Time trend of activities based on subject

Here I have tried to answer questions like “What research activity I have spend the most time on?” or “How has been the trend of my workouts in this year?” So I have tried to have a look at the time trend of activities based on their subjects.

research_activities <- activities_460_days %>% 
  filter(category %in% "Research works & thesis")

ggplot(research_activities, aes(x = month_name,  group = activity)) + 
    geom_bar(aes(y = ..prop.., fill = factor(..x..)), stat = "count") +
    # geom_text(aes( label = scales::percent(..prop..),
    #                y = ..prop.. ), stat = "count", vjust = -.20) +
    labs(y = "Percent", x = "Months", fill = "activity", scale_color_manual(labels = as.factor(research_activities$activity))) +
    facet_wrap(~activity) +
    scale_y_continuous(labels = percent) +
      guides(fill = FALSE) +
  theme(axis.text.x = element_text(angle = 45, hjust = 1))

Aparently, there are main research activities that I have been spending quite similar share of time on them during the whole period under focus, like general think and discussions, data gathering and literature review.
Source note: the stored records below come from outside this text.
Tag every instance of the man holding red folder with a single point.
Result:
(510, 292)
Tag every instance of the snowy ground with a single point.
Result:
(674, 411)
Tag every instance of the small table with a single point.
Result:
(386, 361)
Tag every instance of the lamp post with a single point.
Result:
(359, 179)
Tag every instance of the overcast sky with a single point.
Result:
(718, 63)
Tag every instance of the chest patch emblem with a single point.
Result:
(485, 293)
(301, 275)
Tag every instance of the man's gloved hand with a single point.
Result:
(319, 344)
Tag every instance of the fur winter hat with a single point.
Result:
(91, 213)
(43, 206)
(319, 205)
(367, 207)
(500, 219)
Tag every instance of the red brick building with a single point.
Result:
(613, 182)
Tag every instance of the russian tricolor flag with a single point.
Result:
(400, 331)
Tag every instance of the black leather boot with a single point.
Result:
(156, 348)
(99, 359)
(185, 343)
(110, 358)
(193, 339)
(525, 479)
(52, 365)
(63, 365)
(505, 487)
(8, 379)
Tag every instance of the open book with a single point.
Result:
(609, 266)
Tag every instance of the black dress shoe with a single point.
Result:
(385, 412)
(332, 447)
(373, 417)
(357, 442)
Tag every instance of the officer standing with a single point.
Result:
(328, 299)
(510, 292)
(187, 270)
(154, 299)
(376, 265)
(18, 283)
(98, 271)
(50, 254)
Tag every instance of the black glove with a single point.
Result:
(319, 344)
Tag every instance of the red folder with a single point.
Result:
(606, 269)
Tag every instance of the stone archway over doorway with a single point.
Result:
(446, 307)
On the other hand, I have not been writing reports of the researches all the time or in a equal fashion.

leisure_activities <- activities_460_days %>% 
  filter(category %in% "Hobbies")

ggplot(leisure_activities, aes(x = month_name,  group = activity)) + 
    geom_bar(aes(y = ..prop.., fill = factor(..x..)), stat = "count") +
    # geom_text(aes( label = scales::percent(..prop..),
    #                y = ..prop.. ), stat = "count", vjust = -.20) +
    labs(y = "Percent", x = "Months", fill = "activity", scale_color_manual(labels = as.factor(leisure_activities$activity))) +
    facet_wrap(~activity) +
    scale_y_continuous(labels = percent) +
      guides(fill = FALSE) +
  theme(axis.text.x = element_text(angle = 45, hjust = 1))
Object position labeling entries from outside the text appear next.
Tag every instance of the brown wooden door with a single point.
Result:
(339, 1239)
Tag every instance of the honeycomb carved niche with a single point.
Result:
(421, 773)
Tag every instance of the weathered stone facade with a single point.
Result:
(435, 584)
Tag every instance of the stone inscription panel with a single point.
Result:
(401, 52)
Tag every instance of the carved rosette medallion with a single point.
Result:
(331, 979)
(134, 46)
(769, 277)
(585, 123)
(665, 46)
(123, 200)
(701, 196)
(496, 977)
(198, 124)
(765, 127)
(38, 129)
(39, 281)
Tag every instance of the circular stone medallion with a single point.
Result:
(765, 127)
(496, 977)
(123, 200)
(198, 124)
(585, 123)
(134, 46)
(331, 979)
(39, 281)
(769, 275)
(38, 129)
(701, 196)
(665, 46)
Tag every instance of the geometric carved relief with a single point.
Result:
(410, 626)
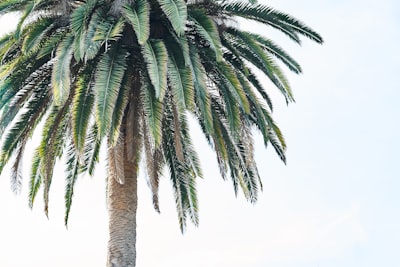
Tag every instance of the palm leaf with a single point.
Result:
(71, 177)
(61, 75)
(82, 106)
(176, 12)
(207, 29)
(108, 78)
(139, 17)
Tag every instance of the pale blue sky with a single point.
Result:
(336, 203)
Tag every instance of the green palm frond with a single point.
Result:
(156, 57)
(23, 128)
(72, 172)
(91, 46)
(80, 18)
(278, 52)
(254, 53)
(8, 6)
(51, 147)
(120, 107)
(35, 180)
(16, 170)
(50, 44)
(181, 83)
(35, 34)
(176, 12)
(206, 29)
(154, 163)
(202, 96)
(279, 20)
(230, 80)
(181, 174)
(139, 17)
(109, 30)
(153, 109)
(61, 75)
(82, 106)
(27, 11)
(108, 78)
(91, 150)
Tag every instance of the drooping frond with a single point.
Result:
(131, 72)
(156, 57)
(61, 75)
(72, 172)
(176, 12)
(206, 29)
(82, 106)
(153, 110)
(279, 20)
(108, 78)
(139, 17)
(35, 34)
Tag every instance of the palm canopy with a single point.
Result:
(77, 66)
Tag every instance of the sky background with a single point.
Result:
(336, 203)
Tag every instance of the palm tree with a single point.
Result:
(131, 72)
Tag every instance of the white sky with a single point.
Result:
(336, 203)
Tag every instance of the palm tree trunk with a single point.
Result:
(122, 207)
(122, 193)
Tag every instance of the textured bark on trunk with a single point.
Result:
(122, 198)
(122, 207)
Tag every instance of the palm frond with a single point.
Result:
(156, 57)
(35, 34)
(181, 83)
(202, 96)
(61, 75)
(80, 18)
(51, 146)
(207, 29)
(108, 78)
(153, 110)
(72, 172)
(252, 52)
(279, 20)
(35, 180)
(116, 160)
(82, 106)
(176, 12)
(139, 17)
(27, 11)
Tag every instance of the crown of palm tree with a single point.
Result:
(78, 65)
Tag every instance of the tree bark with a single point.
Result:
(122, 207)
(122, 198)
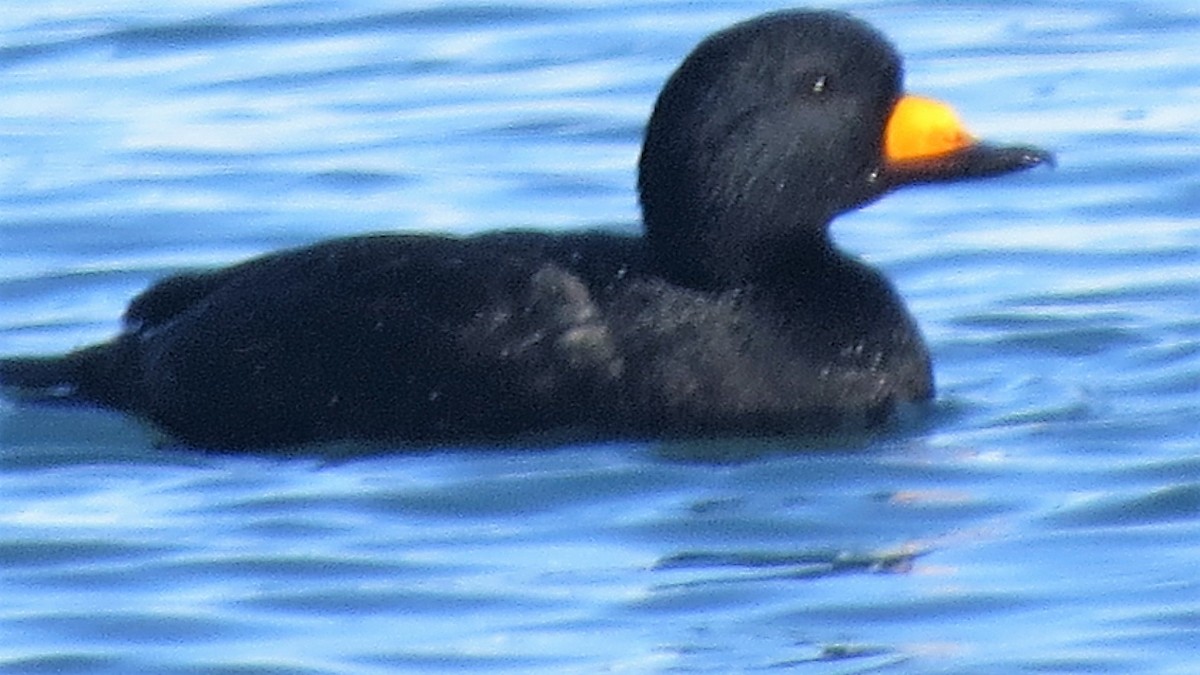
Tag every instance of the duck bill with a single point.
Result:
(925, 142)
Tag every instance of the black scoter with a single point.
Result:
(735, 314)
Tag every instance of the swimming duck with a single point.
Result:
(733, 314)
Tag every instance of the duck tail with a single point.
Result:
(65, 378)
(42, 377)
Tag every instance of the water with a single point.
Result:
(1045, 520)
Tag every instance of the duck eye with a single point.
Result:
(813, 84)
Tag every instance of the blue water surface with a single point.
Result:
(1047, 519)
Seems checking social media and being on internet and watching tv series and movies are among those hobbies I have been allocating quite flat share of time to them, while riding bike or running have experienced ups and downs.

Closing words

This has been another practice for me in using R to analyze and generate a dynamic report based on real empirical data and also to get better in writing code and scripts with expressive and useful comments that can be used to teach R.

Beside that it was an opportunity to know myself better. To have a detailed view towards my research and hobby activities. But, this is not yet finished, I hope to put time on adding other ideas to make this report more insightful, first for myself.